Aussitôt frappé sur son verso d’un coup de tampon commémoratif :
Dieux tout puissants ! Que cet anniversaire s’annonçait grandiose ! Un coup d’œil sur le flyer que l’employée me remit…
Ouais, Seiya qui franchit les douze sanctuaires pour faire sa fête au grand Pope, c’est à peu de chose près la même chose ! me dis-je en mettant le plan dans mon sac, alors que nous entamions les premières foulées pour nous mener à la sixième station. Comme vous pouvez le voir sur le flyer, tranquille, l’étape. Du moins en théorie : 100 mètres d’ascension étalés sur 2400 mètres, à priori pas de quoi ramper d’épuisement. Et pourtant, alors que l’on s’est vus dépasser par un groupe de jeunes Français véloces se disant qu’apparemment, grimper en haut du mont Fuji, ça allait être du nanan, nous n’avons pas vraiment cherché à faire l’étape au pas de course. D’abord parce que partant à 19h pour arriver vers 4 heures du matin afin de voir le lever de soleil, on avait bien le temps. Ensuite parce qu’il faisait bon et qu’il était jouissif d’apprécier l’instant et de contempler la vue :
D’ailleurs, Castor joufflu retrouva sa belle humeur, estimant au passage qu’il préférait bien plus grimper le mont Fuji que monter en haut de l’ennuyeux Tokyo Sky Tree (qu’il allait amèrement regretter ces paroles !). Faucon sérieux opinait à ces paroles tandis que moi, Aigle majestueux, je me disais qu’il y avait là une certaine beauté à humer cet air pur en communion avec ma progéniture. Qu’importe si nous arrivions en retard en haut du sommet, cette excursion avait déjà tout de la victoire.

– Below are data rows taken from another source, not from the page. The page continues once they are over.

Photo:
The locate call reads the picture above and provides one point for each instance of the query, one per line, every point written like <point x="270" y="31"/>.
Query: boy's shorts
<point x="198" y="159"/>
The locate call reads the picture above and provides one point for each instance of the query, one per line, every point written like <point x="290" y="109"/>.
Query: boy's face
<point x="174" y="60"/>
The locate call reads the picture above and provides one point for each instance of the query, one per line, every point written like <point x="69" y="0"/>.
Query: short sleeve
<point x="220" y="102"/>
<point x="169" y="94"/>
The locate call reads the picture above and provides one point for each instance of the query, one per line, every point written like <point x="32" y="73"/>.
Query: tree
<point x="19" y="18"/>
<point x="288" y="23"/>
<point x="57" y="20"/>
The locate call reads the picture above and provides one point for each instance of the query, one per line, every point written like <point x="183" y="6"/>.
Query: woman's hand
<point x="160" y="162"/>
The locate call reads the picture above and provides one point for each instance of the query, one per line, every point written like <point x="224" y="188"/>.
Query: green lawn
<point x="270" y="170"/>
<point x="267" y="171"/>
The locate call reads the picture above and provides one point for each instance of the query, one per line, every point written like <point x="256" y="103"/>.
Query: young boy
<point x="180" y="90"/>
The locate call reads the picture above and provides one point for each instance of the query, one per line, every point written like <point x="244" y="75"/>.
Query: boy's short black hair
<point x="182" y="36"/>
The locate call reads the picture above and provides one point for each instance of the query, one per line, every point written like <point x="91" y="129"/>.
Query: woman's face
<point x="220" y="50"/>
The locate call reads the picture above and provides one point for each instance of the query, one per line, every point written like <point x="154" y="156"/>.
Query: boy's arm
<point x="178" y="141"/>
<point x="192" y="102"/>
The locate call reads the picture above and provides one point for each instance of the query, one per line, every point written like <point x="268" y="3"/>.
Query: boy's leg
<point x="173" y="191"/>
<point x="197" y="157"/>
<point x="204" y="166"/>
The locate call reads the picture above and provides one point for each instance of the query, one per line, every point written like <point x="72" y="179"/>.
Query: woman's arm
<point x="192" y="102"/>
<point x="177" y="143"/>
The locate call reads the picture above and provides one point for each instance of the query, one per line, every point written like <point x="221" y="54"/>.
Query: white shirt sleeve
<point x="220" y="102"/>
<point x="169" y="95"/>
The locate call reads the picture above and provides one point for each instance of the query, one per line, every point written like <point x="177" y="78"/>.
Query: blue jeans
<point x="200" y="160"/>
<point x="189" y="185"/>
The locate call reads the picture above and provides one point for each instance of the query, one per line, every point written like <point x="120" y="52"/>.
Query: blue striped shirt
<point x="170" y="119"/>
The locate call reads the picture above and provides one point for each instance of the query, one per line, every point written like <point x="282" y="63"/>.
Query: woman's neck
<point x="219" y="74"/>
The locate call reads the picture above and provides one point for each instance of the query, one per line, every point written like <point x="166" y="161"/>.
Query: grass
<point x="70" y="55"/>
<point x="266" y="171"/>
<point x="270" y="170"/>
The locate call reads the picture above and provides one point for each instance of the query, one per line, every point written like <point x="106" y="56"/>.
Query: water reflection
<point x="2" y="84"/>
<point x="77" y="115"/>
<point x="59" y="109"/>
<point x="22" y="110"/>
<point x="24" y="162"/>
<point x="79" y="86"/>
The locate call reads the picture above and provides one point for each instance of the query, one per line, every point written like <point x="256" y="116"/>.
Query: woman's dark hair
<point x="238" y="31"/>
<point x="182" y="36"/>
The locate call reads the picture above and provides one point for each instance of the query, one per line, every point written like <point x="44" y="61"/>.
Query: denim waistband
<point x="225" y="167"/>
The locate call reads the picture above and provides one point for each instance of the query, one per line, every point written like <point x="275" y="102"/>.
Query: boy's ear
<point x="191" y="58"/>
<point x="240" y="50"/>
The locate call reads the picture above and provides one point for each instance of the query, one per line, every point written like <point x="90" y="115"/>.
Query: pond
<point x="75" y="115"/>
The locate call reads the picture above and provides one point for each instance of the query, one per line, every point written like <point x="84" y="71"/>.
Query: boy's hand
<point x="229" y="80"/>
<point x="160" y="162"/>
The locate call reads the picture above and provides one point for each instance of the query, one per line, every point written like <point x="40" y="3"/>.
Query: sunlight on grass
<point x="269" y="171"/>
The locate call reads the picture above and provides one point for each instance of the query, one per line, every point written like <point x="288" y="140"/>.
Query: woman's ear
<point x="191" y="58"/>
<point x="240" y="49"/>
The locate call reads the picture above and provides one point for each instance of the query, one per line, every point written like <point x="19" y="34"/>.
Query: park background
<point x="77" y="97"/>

N’empêche… cent mètres d’ascension, environ quatre kilomètres effectués à 2300 mètre d’altitude, ça faisait déjà un peu transpirer, même en y allant doucement. Fort opportunément, en prévision de cette ascension nous avions emprunté à mamie Olrik, avant de venir en France, ses cannes de marche, qu’elle n’utilisait pas, et que Castor joufflu transportait dans son sac, les laissant crânement dépasser par l’ouverture (très « matez bien le trekkeur aguerri ! »). Alors que la première fatigue arrivait, c’était le moment de les en sortir. D’abord une pour chacun de mes fils ; moi, même si plusieurs mois auparavant j’avais été opéré du ménisque droit, je n’en voyais guère l’utilité (et ouais, je suis comme ça, moi !). Finalement, quelques centaines de pas plus loin, voyant que les cannes étaient surtout pratiques si elle étaient utilisées par une seule personne, ce fut Olrik the 3rd qui les utilisa, se sentant subitement pousser des ailes alors qu’il commençait à fatiguer un peu. Autour de nous, que ce soient les randonneurs que nous dépassions ou ceux qui nous doublaient, tout le monde avait l’air serein. Mince ! me dis-je, faudrait pas non plus que ce soit une promenade de santé ! Je veux souffrir un peu, moi ! J’aurais dû choisir un trail plus ardu !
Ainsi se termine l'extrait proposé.